Chi-Square Goodness of Fit Calculator
Mathematically verify the distribution fit for hydrological frequency analysis.
Step 1: Frequency Data
| Bin / Class | Observed ($O_i$) | Expected ($E_i$) | Action |
|---|---|---|---|
Step 2: Graphical Analysis
Hydrological Note: For high-quality flood analysis, ensure your data bins have at least 5 expected occurrences. Small expected values can inflate the $\chi^2$ statistic.
Theoretical Background
The Chi-Square Goodness-of-Fit Test is a statistical hypothesis test used to determine whether a sample follows a specific theoretical probability distribution. In Engineering Hydrology, it is commonly used to see if rainfall or streamflow data fits the Gumbel, Normal, or Log-Pearson Type III distributions.
The Core Formula
$$\chi^2_{calc} = \sum_{i=1}^{k} \frac{(O_i - E_i)^2}{E_i}$$
- $O_i$: Observed frequency in the $i$-th bin.

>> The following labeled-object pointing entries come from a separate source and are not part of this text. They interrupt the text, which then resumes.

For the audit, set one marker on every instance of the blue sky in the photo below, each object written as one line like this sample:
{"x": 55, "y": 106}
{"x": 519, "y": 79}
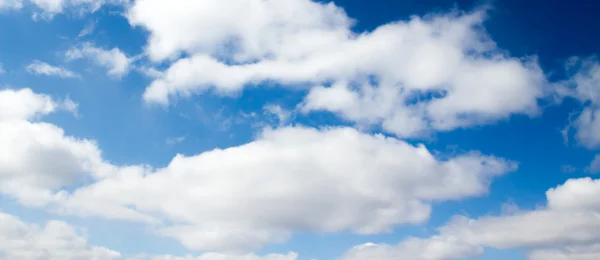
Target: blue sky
{"x": 299, "y": 129}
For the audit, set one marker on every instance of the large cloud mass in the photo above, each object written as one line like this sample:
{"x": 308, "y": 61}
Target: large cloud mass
{"x": 440, "y": 72}
{"x": 241, "y": 198}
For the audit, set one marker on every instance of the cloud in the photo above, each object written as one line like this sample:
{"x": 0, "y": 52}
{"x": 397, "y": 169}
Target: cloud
{"x": 54, "y": 240}
{"x": 50, "y": 8}
{"x": 575, "y": 205}
{"x": 36, "y": 157}
{"x": 283, "y": 115}
{"x": 117, "y": 63}
{"x": 281, "y": 183}
{"x": 584, "y": 85}
{"x": 595, "y": 165}
{"x": 41, "y": 68}
{"x": 216, "y": 256}
{"x": 24, "y": 104}
{"x": 10, "y": 4}
{"x": 87, "y": 29}
{"x": 435, "y": 248}
{"x": 440, "y": 72}
{"x": 175, "y": 140}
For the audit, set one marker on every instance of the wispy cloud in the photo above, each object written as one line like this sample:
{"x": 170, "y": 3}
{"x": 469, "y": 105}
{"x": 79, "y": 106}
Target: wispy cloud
{"x": 117, "y": 63}
{"x": 175, "y": 140}
{"x": 41, "y": 68}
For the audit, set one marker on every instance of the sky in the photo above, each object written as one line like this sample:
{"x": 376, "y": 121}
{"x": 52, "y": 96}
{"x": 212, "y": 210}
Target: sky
{"x": 299, "y": 130}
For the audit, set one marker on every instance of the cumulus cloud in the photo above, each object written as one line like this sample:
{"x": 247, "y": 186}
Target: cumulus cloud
{"x": 595, "y": 165}
{"x": 10, "y": 4}
{"x": 584, "y": 85}
{"x": 280, "y": 184}
{"x": 36, "y": 157}
{"x": 117, "y": 62}
{"x": 283, "y": 115}
{"x": 435, "y": 248}
{"x": 49, "y": 8}
{"x": 41, "y": 68}
{"x": 575, "y": 205}
{"x": 217, "y": 256}
{"x": 55, "y": 240}
{"x": 440, "y": 72}
{"x": 58, "y": 240}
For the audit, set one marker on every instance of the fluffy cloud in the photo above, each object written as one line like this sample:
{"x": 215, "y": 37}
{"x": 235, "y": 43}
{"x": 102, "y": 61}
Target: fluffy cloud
{"x": 55, "y": 240}
{"x": 283, "y": 182}
{"x": 289, "y": 179}
{"x": 41, "y": 68}
{"x": 436, "y": 73}
{"x": 37, "y": 157}
{"x": 216, "y": 256}
{"x": 435, "y": 248}
{"x": 584, "y": 85}
{"x": 570, "y": 253}
{"x": 575, "y": 206}
{"x": 117, "y": 62}
{"x": 49, "y": 8}
{"x": 595, "y": 165}
{"x": 10, "y": 4}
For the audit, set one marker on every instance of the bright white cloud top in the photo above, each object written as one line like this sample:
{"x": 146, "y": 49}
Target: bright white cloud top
{"x": 352, "y": 151}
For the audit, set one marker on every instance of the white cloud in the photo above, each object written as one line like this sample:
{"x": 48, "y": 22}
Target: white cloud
{"x": 283, "y": 115}
{"x": 587, "y": 127}
{"x": 279, "y": 184}
{"x": 387, "y": 76}
{"x": 49, "y": 8}
{"x": 435, "y": 248}
{"x": 205, "y": 25}
{"x": 36, "y": 157}
{"x": 41, "y": 68}
{"x": 567, "y": 228}
{"x": 584, "y": 85}
{"x": 117, "y": 63}
{"x": 175, "y": 140}
{"x": 87, "y": 29}
{"x": 595, "y": 165}
{"x": 56, "y": 240}
{"x": 24, "y": 104}
{"x": 10, "y": 4}
{"x": 591, "y": 252}
{"x": 282, "y": 183}
{"x": 216, "y": 256}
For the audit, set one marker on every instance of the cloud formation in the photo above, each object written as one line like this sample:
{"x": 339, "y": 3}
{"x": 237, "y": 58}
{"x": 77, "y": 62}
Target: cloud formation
{"x": 117, "y": 62}
{"x": 41, "y": 68}
{"x": 281, "y": 183}
{"x": 55, "y": 240}
{"x": 434, "y": 73}
{"x": 575, "y": 205}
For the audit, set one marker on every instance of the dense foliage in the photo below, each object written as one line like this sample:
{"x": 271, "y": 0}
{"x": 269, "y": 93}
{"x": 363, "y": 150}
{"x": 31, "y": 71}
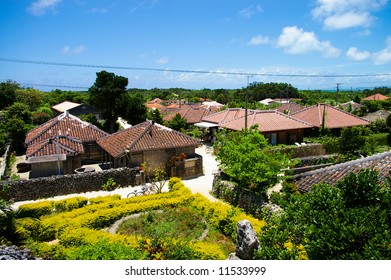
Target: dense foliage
{"x": 245, "y": 158}
{"x": 349, "y": 221}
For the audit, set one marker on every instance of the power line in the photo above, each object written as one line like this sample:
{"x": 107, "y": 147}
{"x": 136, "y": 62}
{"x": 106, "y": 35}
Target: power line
{"x": 37, "y": 62}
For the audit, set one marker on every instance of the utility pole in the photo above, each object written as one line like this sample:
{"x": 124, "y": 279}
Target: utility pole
{"x": 246, "y": 109}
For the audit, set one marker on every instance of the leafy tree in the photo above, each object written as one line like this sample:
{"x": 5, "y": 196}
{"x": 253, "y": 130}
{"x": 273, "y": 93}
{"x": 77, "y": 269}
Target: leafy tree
{"x": 16, "y": 131}
{"x": 244, "y": 158}
{"x": 155, "y": 116}
{"x": 348, "y": 221}
{"x": 31, "y": 97}
{"x": 352, "y": 140}
{"x": 106, "y": 93}
{"x": 132, "y": 108}
{"x": 177, "y": 123}
{"x": 7, "y": 93}
{"x": 18, "y": 111}
{"x": 91, "y": 118}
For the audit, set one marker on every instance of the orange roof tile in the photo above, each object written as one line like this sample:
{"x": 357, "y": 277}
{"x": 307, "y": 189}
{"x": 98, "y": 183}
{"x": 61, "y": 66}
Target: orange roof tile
{"x": 333, "y": 117}
{"x": 332, "y": 174}
{"x": 65, "y": 124}
{"x": 145, "y": 136}
{"x": 376, "y": 97}
{"x": 267, "y": 121}
{"x": 54, "y": 146}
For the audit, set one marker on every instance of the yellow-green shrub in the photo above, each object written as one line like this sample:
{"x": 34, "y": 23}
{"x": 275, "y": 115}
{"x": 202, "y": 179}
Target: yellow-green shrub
{"x": 102, "y": 199}
{"x": 224, "y": 216}
{"x": 70, "y": 204}
{"x": 173, "y": 181}
{"x": 36, "y": 209}
{"x": 207, "y": 251}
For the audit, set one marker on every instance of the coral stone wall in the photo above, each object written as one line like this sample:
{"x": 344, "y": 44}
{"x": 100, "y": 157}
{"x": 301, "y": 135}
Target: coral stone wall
{"x": 67, "y": 184}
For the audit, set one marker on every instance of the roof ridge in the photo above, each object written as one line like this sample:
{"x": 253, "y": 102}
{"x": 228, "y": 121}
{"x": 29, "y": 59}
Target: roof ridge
{"x": 343, "y": 164}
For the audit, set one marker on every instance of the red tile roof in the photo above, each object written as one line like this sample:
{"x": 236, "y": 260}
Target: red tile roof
{"x": 289, "y": 108}
{"x": 54, "y": 145}
{"x": 145, "y": 136}
{"x": 332, "y": 174}
{"x": 333, "y": 117}
{"x": 267, "y": 121}
{"x": 192, "y": 114}
{"x": 226, "y": 115}
{"x": 65, "y": 124}
{"x": 376, "y": 97}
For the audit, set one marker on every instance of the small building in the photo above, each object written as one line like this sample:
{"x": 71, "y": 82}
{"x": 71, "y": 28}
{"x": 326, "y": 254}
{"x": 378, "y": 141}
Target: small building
{"x": 65, "y": 135}
{"x": 332, "y": 174}
{"x": 156, "y": 145}
{"x": 324, "y": 115}
{"x": 277, "y": 127}
{"x": 76, "y": 109}
{"x": 375, "y": 97}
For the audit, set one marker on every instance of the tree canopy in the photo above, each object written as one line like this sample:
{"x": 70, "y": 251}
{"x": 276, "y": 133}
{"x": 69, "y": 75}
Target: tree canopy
{"x": 106, "y": 94}
{"x": 351, "y": 221}
{"x": 244, "y": 157}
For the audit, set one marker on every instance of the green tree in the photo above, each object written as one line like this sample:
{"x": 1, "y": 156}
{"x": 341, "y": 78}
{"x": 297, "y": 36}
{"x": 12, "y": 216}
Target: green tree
{"x": 177, "y": 123}
{"x": 132, "y": 108}
{"x": 106, "y": 93}
{"x": 31, "y": 97}
{"x": 244, "y": 158}
{"x": 7, "y": 93}
{"x": 155, "y": 116}
{"x": 16, "y": 133}
{"x": 18, "y": 111}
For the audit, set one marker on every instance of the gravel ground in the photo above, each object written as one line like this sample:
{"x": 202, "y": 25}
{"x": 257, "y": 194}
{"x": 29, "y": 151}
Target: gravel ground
{"x": 201, "y": 184}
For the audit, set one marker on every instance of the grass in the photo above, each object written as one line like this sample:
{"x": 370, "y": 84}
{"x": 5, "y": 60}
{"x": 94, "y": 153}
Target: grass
{"x": 183, "y": 223}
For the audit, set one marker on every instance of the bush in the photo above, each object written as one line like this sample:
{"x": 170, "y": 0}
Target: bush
{"x": 70, "y": 204}
{"x": 110, "y": 185}
{"x": 103, "y": 199}
{"x": 38, "y": 208}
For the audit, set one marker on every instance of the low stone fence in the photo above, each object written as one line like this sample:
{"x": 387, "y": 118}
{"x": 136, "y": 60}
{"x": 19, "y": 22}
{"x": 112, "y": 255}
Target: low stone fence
{"x": 305, "y": 150}
{"x": 66, "y": 184}
{"x": 231, "y": 193}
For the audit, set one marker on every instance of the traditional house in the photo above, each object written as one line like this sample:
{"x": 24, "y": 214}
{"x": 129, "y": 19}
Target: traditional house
{"x": 375, "y": 97}
{"x": 76, "y": 109}
{"x": 349, "y": 107}
{"x": 275, "y": 126}
{"x": 191, "y": 113}
{"x": 332, "y": 174}
{"x": 290, "y": 108}
{"x": 326, "y": 116}
{"x": 66, "y": 137}
{"x": 378, "y": 115}
{"x": 156, "y": 145}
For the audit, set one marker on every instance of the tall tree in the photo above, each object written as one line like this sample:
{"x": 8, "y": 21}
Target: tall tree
{"x": 133, "y": 108}
{"x": 7, "y": 93}
{"x": 106, "y": 93}
{"x": 244, "y": 158}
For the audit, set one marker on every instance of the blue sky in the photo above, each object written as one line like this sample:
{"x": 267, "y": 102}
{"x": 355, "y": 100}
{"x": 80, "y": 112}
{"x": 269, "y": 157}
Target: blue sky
{"x": 325, "y": 42}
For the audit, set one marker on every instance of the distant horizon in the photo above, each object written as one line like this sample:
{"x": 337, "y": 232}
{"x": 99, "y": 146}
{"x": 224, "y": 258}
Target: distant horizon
{"x": 340, "y": 41}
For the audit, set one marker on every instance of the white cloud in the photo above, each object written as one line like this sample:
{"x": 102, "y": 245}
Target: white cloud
{"x": 348, "y": 20}
{"x": 162, "y": 60}
{"x": 295, "y": 40}
{"x": 40, "y": 7}
{"x": 69, "y": 51}
{"x": 383, "y": 56}
{"x": 250, "y": 11}
{"x": 343, "y": 14}
{"x": 355, "y": 54}
{"x": 259, "y": 40}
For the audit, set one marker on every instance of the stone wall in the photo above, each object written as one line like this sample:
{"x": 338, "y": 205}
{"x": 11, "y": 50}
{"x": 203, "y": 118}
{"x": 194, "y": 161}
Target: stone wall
{"x": 231, "y": 193}
{"x": 67, "y": 184}
{"x": 305, "y": 150}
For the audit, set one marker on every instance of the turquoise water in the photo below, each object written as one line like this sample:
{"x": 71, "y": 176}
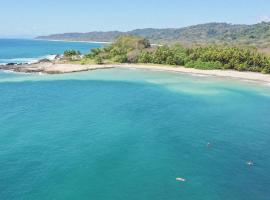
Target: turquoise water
{"x": 22, "y": 50}
{"x": 127, "y": 134}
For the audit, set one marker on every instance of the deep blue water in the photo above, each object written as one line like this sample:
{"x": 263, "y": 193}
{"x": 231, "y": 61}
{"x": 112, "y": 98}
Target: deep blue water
{"x": 127, "y": 134}
{"x": 22, "y": 50}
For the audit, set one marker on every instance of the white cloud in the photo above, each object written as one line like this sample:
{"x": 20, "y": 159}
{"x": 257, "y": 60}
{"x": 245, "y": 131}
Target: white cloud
{"x": 264, "y": 18}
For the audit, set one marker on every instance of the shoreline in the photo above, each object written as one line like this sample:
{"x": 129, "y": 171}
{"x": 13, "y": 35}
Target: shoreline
{"x": 54, "y": 68}
{"x": 94, "y": 42}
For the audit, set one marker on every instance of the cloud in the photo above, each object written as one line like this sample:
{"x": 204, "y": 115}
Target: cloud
{"x": 264, "y": 18}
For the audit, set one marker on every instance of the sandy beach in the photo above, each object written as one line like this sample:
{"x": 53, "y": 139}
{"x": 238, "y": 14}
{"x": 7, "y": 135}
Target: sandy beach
{"x": 54, "y": 68}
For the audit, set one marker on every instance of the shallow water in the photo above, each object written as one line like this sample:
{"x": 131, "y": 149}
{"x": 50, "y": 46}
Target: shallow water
{"x": 127, "y": 134}
{"x": 24, "y": 51}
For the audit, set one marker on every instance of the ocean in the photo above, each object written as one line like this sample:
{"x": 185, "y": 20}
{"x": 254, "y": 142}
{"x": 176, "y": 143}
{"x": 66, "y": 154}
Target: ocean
{"x": 27, "y": 50}
{"x": 128, "y": 134}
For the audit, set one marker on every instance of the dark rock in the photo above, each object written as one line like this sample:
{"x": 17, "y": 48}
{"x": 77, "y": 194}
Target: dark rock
{"x": 44, "y": 60}
{"x": 11, "y": 64}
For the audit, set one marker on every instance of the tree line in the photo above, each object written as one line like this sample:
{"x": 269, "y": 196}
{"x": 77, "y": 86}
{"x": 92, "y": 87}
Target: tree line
{"x": 131, "y": 49}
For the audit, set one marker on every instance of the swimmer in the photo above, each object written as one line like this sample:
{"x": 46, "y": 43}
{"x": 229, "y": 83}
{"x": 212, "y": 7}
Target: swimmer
{"x": 180, "y": 179}
{"x": 250, "y": 163}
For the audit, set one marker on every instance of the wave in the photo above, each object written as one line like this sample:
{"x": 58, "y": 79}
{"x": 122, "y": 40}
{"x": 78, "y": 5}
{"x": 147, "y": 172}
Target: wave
{"x": 25, "y": 60}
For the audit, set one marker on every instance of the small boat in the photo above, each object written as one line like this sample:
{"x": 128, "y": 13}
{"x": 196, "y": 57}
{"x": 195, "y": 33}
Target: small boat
{"x": 180, "y": 179}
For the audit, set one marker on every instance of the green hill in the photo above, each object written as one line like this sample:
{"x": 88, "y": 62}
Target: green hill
{"x": 257, "y": 34}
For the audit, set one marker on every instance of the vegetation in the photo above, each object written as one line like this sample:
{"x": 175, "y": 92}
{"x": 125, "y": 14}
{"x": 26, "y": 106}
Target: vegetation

- $E_i$: Expected frequency according to the theoretical distribution.
- $k$: Total number of bins or class intervals.
Worked Example for PPT
Suppose we have 50 years of flood data categorized into 3 intervals:
| Interval | $O_i$ | $E_i$ | $(O-E)^2/E$ |
|---|---|---|---|
| Low Flow | 10 | 15 | 1.667 |
| Med Flow | 30 | 25 | 1.000 |
| High Flow | 10 | 10 | 0.000 |
| Total | 50 | 50 | $\chi^2 = 2.667$ |
Conclusion: If the table-tabulated $\chi^2$ value for $df=2$ and $\alpha=0.05$ is **5.99**, since our **2.667 < 5.99**, we **accept** the distribution fit.
FAQs
What are the degrees of freedom ($df$)?
In hydrology, $df = k - 1 - m$, where $k$ is the number of bins and $m$ is the number of parameters estimated from the data (e.g., $m=2$ for Mean and Std Dev in a Normal Distribution).
When should I use K-S test instead of Chi-Square?
Use Chi-Square for larger datasets where data can be easily binned. Use the Kolmogorov-Smirnov (K-S) test for smaller datasets, as it doesn't require binning.